In its second announcement, AstraZeneca - along with its global biologics research and development arm MedImmune - announced the top-line results of the Phase III STRATOS 2 and TROPOS trials for tralokinumab, an anti-interleukin-13 human monoclonal antibody, in severe, uncontrolled asthma.
It said that in STRATOS 2, tralokinumab did not achieve a statistically-significant reduction in the annual asthma exacerbation rate (AAER), the primary endpoint, in patients with severe, uncontrolled asthma and elevated levels of a biomarker, Fractional exhaled Nitric Oxide (FeNO), compared to placebo.
In TROPOS, tralokinumab did not achieve a statistically-significant reduction in oral corticosteroid (OCS) use, the primary endpoint, when added to the standard of care, in patients dependent on OCS.

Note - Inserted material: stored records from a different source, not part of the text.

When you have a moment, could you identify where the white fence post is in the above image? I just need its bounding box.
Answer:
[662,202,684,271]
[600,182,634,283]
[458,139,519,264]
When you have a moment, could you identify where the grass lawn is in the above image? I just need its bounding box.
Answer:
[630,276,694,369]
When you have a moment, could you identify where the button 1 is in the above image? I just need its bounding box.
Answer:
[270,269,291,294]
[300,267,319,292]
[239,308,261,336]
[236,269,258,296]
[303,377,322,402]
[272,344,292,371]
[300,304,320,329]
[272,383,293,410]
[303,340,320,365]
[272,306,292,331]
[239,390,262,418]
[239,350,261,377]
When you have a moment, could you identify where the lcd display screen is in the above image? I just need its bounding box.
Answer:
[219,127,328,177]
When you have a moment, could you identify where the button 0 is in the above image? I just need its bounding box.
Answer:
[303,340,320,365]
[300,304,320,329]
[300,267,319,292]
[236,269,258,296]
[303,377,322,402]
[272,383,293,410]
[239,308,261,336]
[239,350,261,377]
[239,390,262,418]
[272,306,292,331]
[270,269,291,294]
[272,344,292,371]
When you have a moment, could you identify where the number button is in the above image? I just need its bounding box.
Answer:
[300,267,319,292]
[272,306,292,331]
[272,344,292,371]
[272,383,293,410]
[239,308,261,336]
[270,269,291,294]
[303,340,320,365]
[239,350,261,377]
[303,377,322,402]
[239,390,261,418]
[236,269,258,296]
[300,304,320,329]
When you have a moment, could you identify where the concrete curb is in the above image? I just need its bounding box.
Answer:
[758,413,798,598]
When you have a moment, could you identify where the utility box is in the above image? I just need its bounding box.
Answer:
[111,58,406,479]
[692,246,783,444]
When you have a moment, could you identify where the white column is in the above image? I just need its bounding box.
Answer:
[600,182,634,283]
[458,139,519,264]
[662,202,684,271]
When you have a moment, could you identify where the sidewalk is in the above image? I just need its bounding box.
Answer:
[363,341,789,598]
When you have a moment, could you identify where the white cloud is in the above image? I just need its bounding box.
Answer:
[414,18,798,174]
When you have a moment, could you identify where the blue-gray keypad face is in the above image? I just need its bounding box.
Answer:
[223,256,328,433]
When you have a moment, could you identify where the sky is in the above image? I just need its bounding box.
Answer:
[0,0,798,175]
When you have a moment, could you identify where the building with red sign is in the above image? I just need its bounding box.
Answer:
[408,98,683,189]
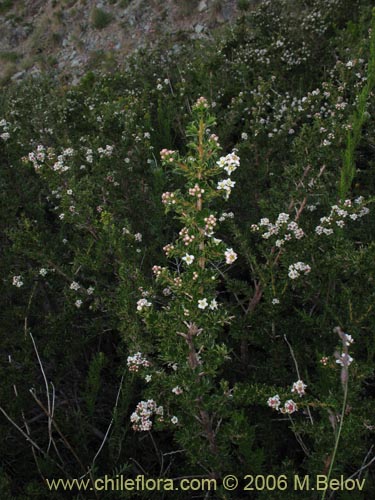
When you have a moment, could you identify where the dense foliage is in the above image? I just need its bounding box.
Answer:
[0,0,375,500]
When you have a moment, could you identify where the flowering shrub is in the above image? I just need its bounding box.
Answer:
[0,0,375,500]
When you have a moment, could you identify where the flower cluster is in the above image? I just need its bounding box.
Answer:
[267,394,297,414]
[0,119,10,141]
[12,276,23,288]
[189,184,204,198]
[127,352,150,372]
[179,227,195,246]
[224,248,237,264]
[315,196,370,236]
[288,262,311,280]
[182,253,195,266]
[198,298,218,311]
[130,399,164,431]
[193,97,208,109]
[204,214,217,236]
[267,380,307,414]
[161,191,176,205]
[292,380,307,398]
[98,144,114,158]
[336,352,353,366]
[172,385,184,396]
[160,149,176,162]
[163,243,174,257]
[216,177,236,200]
[137,299,152,312]
[216,151,240,175]
[251,213,305,247]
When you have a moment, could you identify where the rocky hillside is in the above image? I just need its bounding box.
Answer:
[0,0,239,83]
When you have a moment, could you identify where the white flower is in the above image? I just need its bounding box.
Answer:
[281,399,297,414]
[292,380,307,397]
[70,281,81,291]
[172,385,184,396]
[137,299,152,311]
[288,269,299,280]
[12,276,23,288]
[267,394,280,410]
[224,248,237,264]
[182,254,195,266]
[336,352,353,366]
[198,299,208,309]
[210,299,218,311]
[345,333,354,346]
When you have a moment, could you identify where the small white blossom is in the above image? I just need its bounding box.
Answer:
[198,299,208,309]
[224,248,237,264]
[182,254,195,266]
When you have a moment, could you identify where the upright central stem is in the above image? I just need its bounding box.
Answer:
[197,120,206,272]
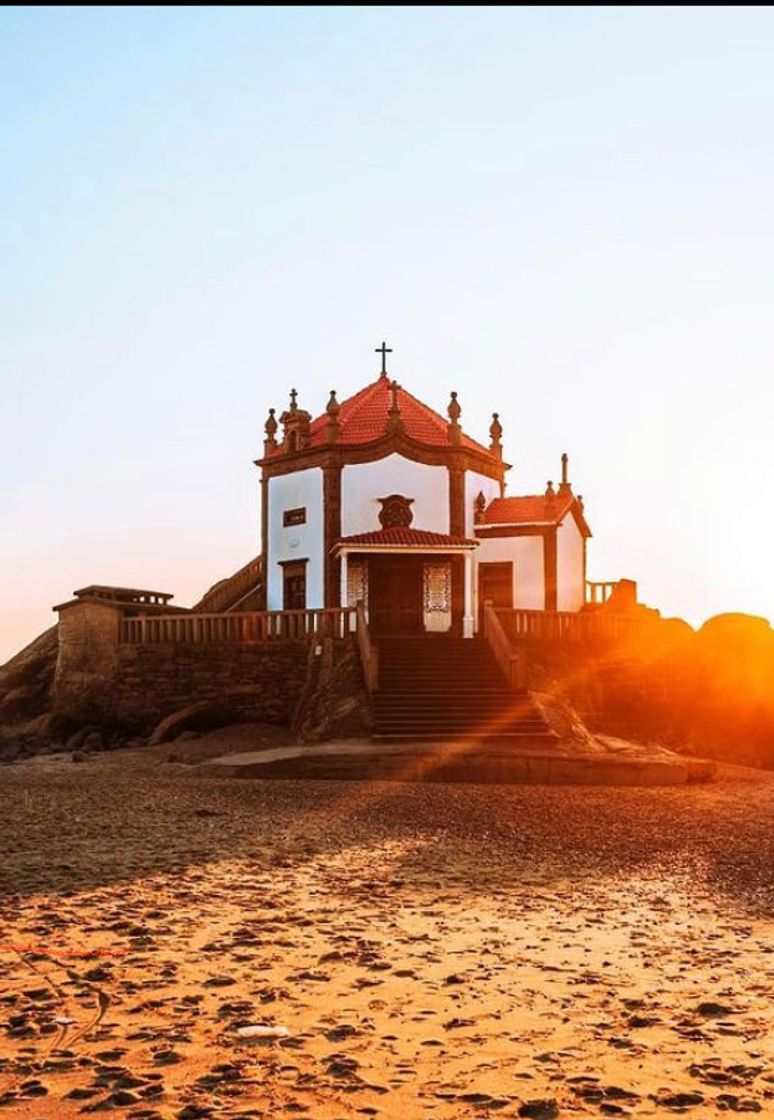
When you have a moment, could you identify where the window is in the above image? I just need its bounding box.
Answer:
[282,560,307,610]
[478,560,513,607]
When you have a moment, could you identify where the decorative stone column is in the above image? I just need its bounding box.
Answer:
[463,549,475,637]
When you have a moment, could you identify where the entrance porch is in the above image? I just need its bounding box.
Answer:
[336,530,477,638]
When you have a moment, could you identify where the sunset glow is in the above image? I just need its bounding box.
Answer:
[0,9,774,660]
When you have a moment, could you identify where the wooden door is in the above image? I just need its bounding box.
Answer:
[369,556,422,634]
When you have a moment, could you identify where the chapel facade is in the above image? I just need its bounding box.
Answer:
[257,344,591,637]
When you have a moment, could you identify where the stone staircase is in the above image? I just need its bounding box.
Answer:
[372,635,556,747]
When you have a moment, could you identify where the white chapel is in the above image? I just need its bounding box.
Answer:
[257,344,591,637]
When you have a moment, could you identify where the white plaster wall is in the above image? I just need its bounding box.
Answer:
[465,470,500,536]
[267,467,324,610]
[342,451,449,536]
[557,515,586,610]
[475,536,545,616]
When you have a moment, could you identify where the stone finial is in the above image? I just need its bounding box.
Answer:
[545,482,557,516]
[446,392,463,444]
[559,451,572,494]
[489,412,503,459]
[280,389,311,454]
[386,381,403,431]
[263,409,279,455]
[325,389,342,444]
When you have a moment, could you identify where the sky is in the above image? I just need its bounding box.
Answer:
[0,7,774,662]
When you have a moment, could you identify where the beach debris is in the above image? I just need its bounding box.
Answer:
[236,1023,290,1038]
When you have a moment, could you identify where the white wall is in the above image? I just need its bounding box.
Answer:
[342,451,449,536]
[267,467,325,610]
[465,470,500,536]
[557,514,586,610]
[475,536,545,614]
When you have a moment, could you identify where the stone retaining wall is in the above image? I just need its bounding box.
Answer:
[112,641,308,731]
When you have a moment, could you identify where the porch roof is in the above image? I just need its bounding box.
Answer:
[334,526,481,552]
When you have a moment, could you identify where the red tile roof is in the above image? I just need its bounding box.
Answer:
[476,494,575,525]
[336,526,478,549]
[309,377,492,455]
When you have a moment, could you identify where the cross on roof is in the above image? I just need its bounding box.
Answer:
[374,343,392,377]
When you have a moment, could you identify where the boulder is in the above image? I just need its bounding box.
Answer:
[65,724,99,750]
[148,700,228,747]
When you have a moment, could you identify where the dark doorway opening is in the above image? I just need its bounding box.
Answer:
[369,556,423,634]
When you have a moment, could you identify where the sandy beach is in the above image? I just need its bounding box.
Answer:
[0,743,774,1120]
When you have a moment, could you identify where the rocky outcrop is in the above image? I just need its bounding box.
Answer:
[528,614,774,767]
[0,626,58,726]
[148,700,233,747]
[292,638,371,743]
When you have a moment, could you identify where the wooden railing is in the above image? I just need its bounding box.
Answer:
[193,557,262,614]
[495,608,642,643]
[484,599,526,689]
[356,599,379,696]
[119,607,357,645]
[586,579,618,604]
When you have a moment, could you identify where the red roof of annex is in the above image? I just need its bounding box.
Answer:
[336,525,478,548]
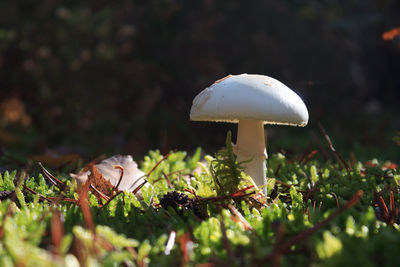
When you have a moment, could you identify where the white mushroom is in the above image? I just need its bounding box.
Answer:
[190,74,308,194]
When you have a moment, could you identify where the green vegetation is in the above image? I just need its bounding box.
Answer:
[0,133,400,266]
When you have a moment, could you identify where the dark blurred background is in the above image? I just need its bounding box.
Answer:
[0,0,400,166]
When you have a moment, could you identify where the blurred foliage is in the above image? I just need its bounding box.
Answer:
[0,0,400,159]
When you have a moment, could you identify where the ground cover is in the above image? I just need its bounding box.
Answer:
[0,128,400,266]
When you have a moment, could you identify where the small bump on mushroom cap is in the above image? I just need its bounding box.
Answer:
[190,74,308,126]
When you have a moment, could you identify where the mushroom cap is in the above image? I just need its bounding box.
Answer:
[190,74,308,126]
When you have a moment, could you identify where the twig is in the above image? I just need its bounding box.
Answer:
[228,204,253,231]
[38,162,67,191]
[22,184,53,203]
[220,213,235,261]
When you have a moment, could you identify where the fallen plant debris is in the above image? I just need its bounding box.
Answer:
[0,138,400,266]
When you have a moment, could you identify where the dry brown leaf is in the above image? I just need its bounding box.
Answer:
[70,155,146,196]
[88,164,113,199]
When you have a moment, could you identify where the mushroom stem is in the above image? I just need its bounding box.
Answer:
[235,120,267,195]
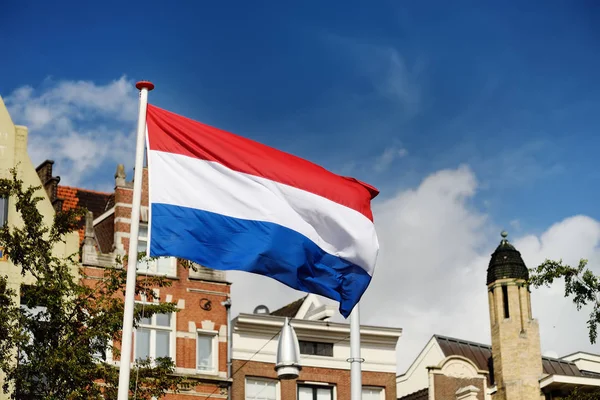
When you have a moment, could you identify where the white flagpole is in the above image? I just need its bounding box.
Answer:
[350,304,363,400]
[117,81,154,400]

“The results are disappointing as we had hoped that tralokinumab would benefit patients with severe asthma, which is a complex disease with limited treatment options today,” said executive vice-president of global medicines development and chief medical officer, Sean Bohen.
Finally, AstraZeneca confirmed that it has completed the commercialisation agreement announced on 14 September with Aspen Global Incorporated, part of the Aspen Group, under which Aspen Global has acquired the residual rights to established anaesthetic medicines comprising of Diprivan, EMLA, Xylocaine/Xylocard/Xyloproct, Marcaine, Naropin, Carbocaine and Citanest.
“AstraZeneca initially entered an agreement with AGI in June 2016, under which AGI gained the exclusive commercialisation rights to the medicines in markets outside the US,” AstraZeneca’s board explained in its statement.
“Under the terms of the new agreement, AGI has now acquired the remaining rights to the intellectual property and manufacturing know-how related to the anaesthetic medicines.”